# CNC plasma table build



## phaxtris (Jun 11, 2022)

been working on this for a little bit now, its pretty much a langmuir systems cross fire knock off, i bought the stl files off jdsgarage for the bearing blocks (and plans...wich i have deviated quite a bit). im not sure how long the 3d printed bearings blocks will last...time will tell

i designed a few of the msc pieces and 3d printed them, i have a bit to go yet, but its coming along


----------



## phaxtris (Jun 13, 2022)

After a bit of a learning curve with the various softwares and being unable to connect to my first break out board I was able to make it cut imaginary things this evening, yey!


----------



## David_R8 (Jun 13, 2022)

phaxtris said:


> After a bit of a learning curve with the various softwares and being unable to connect to my first break out board I was able to make it cut imaginary things this evening, yey!


Well done, what software is that?


----------



## phaxtris (Jun 13, 2022)

David_R8 said:


> Well done, what software is that?


Thanks 

Mach 3, and I used sheetcam to turn the DXF into g code

I'm hoping to actually get it cutting metal in the next week, not just air


----------



## David_R8 (Jun 14, 2022)

Which plasma machine are you using?


----------



## phaxtris (Jun 14, 2022)

David_R8 said:


> Which plasma machine are you using?



A hypertherm powermax45, I have a cutmaster 42 aswell, but it eats consumables, and I couldn't find any good info how to wire it up for CNC control...so I figured with the ease of hooking up the hypertherm and the reported good consumable life it was time to upgrade


----------



## David_R8 (Jun 14, 2022)

I have a cheap Cut 60 blowback start on mine and I just wired in a second connector that is controlled by my software. That was I can still use it as a hand held if I need it.


----------



## phaxtris (Jun 14, 2022)

David_R8 said:


> I have a cheap Cut 60 blowback start on mine and I just wired in a second connector that is controlled by my software. That was I can still use it as a hand held if I need it.

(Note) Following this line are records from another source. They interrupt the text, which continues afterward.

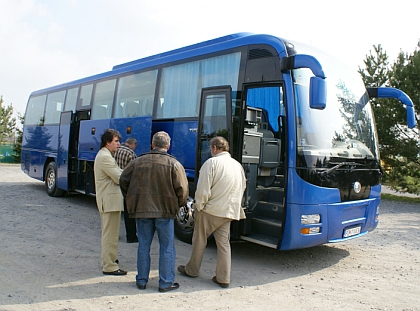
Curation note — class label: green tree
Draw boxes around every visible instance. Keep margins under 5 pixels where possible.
[0,96,16,144]
[359,45,420,193]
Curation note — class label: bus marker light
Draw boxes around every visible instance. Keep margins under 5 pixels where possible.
[300,227,321,234]
[300,214,321,225]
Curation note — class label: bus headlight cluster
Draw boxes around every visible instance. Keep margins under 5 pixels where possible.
[300,227,321,234]
[300,214,321,234]
[300,214,321,225]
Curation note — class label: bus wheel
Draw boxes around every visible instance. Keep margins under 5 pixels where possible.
[45,162,64,197]
[175,197,194,244]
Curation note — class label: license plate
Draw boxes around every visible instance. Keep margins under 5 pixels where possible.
[343,226,362,238]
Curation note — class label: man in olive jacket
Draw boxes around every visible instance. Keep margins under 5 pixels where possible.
[120,132,188,292]
[94,129,127,275]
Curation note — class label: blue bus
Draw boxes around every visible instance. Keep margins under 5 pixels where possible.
[21,33,415,250]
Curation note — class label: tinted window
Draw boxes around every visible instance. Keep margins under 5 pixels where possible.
[157,52,241,118]
[114,70,157,118]
[25,95,47,125]
[91,79,115,120]
[45,91,66,124]
[78,84,93,107]
[64,87,79,112]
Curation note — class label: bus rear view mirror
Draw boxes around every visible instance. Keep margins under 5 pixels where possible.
[309,77,327,110]
[367,87,416,128]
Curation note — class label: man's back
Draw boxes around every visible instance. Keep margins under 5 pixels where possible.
[120,150,188,218]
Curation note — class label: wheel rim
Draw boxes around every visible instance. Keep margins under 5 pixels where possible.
[176,197,194,231]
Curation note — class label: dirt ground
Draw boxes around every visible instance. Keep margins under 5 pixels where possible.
[0,164,420,311]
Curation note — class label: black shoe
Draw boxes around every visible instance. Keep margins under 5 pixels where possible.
[136,283,146,290]
[159,283,179,293]
[177,266,196,278]
[103,269,127,275]
[211,276,229,288]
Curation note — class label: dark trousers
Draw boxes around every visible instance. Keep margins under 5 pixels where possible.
[124,199,137,242]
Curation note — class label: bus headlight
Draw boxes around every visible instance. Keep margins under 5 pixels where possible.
[300,214,321,225]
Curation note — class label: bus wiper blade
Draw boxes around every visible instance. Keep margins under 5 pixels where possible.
[318,162,360,177]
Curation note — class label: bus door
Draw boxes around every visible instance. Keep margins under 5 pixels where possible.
[195,86,233,183]
[241,85,285,248]
[57,111,73,191]
[68,110,90,194]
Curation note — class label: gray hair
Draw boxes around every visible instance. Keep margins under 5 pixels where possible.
[152,131,171,149]
[125,137,137,146]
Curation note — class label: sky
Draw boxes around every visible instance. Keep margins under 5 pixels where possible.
[0,0,420,120]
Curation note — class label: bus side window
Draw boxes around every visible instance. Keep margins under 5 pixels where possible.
[92,79,116,120]
[45,90,66,124]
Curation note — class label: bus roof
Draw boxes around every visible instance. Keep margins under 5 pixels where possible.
[31,32,286,96]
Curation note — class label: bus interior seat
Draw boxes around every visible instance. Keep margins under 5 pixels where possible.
[52,110,61,123]
[143,98,153,116]
[92,105,109,120]
[258,137,281,187]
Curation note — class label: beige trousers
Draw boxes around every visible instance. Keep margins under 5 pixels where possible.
[185,211,232,283]
[100,212,121,272]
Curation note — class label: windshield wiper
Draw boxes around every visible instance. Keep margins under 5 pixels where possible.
[318,162,361,177]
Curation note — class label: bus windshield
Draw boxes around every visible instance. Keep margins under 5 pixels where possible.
[293,55,379,168]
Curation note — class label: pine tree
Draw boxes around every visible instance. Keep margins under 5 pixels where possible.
[0,96,16,144]
[359,41,420,193]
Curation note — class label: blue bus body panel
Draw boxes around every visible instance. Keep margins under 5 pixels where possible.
[152,120,198,178]
[57,111,72,191]
[22,125,59,180]
[78,116,152,161]
[280,169,380,250]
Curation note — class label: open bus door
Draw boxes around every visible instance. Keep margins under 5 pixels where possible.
[175,86,233,243]
[57,111,73,191]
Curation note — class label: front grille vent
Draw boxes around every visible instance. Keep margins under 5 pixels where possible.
[248,49,273,60]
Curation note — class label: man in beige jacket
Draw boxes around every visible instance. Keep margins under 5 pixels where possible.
[178,137,246,288]
[94,129,127,275]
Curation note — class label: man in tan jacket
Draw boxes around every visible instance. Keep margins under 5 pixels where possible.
[178,136,246,288]
[94,129,127,275]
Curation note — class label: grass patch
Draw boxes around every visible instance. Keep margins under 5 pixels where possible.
[381,193,420,203]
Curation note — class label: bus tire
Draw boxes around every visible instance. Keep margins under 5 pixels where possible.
[45,162,64,197]
[174,197,194,244]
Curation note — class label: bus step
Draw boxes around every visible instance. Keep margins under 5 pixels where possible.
[251,216,282,239]
[241,233,278,249]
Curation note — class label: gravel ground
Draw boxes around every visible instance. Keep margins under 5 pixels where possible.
[0,164,420,311]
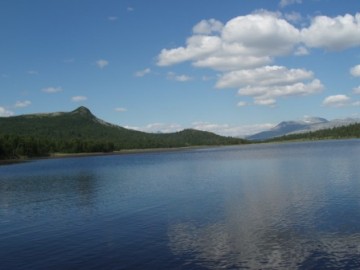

How well does that work (the cut60)? I thought about trying one of the Chinese cutters out, ended up going hypertherm because I do from time to time need to use the plasma on site and thought the possible reliability was worth it

Definitely having it so you can still use the hand torch is the way to go, I ended up buying the machine torch and cpc port for that very reason, I use it to rip sheets down...and of course on site from time to time


----------



## David_R8 (Jun 14, 2022)

phaxtris said:


> How well does that work (the cut60)? I thought about trying one of the Chinese cutters out, ended up going hypertherm because I do from time to time need to use the plasma on site and thought the possible reliability was worth it
> 
> Definitely having it so you can still use the hand torch is the way to go, I ended up buying the machine torch and cpc port for that very reason, I use it to rip sheets down...and of course on site from time to time


It works very well. I don't have a lot of time on it but so far it's been trouble free. I've looked at machine torches but I haven't bought one yet.


----------



## phaxtris (Jun 14, 2022)

Honestly I would have liked to have just used the hand torch and avoid buying the machine torch ... It was super expensive...but to use the hand torch it had to be opened up and safety's disabled, looked like a pretty permanent thing, and I'm not always the one using the plasma when it goes to site, so removing safety's not a great idea


----------



## David_R8 (Jun 14, 2022)

phaxtris said:


> Honestly I would have liked to have just used the hand torch and avoid buying the machine torch ... It was super expensive...but to use the hand torch it had to be opened up and safety's disabled, looked like a pretty permanent thing, and I'm not always the one using the plasma when it goes to site, so removing safety's not a great idea


The expense is the one reason I haven't bought a machine torch. I just can't justify it!


----------



## phaxtris (Jun 14, 2022)

David_R8 said:


> The expense is the one reason I haven't bought a machine torch. I just can't justify it!



yea i hear that!


----------



## phaxtris (Jun 23, 2022)

Some updates, ive been upping my fusion 360 game and designed and printed the floating z axis, it took a couple iterations, originally i tried with a magnetic breakaway torch mount, but the stiffness of the machine torch lead was just to much for the magnets, ditched that and went solid, the belts should skip before any damage can be done anyhow

made up the slats for the water table, and started on an enclosure, yes its small and tight, i am adding a fan.....i was trying to fit it in an off cut i had of .062 rather than chopping up a new chunk


----------



## phaxtris (Jun 26, 2022)

It lives ! I fought with the wrong setup for a few hours to get the floating z to work properly, so here it is, the first .....not complete....and second pieces cut....there is some fine tuning to be done....but she's functional, yey! I'm sure my wife will be happy to have me back...for a couple days anyhow


----------



## Tom O (Jun 27, 2022)

Nice


----------



## phaxtris (Aug 7, 2022)

An update to this, i found the cantilever y axis to not be rigid enough with the z axis initial height sensing

Close to the x no problem, further out the torch would touch down, flex the y axis up untill it tripped....and screw up all the backlash compensation programmed in, and drag the torch all over the material, sometimes dragging the material with it

I probabaly could have just ripped the z axis off and called it good.....but this is a project, that would be to easy and no fun

I've rebuilt it with round linear rails (overkill, but cheap and a time saver), an aluminum gantry, got rid of a bunch of 3d printed stuff, upgraded the x axis motor (higher torque and double shaft to drive both sides of the gantry)

I haven't tested it out yet, still need to wire the new x axis motor, and am working on a Arduino torch heigh controller

Anyways, everyone likes pictures, so here are some new ones


----------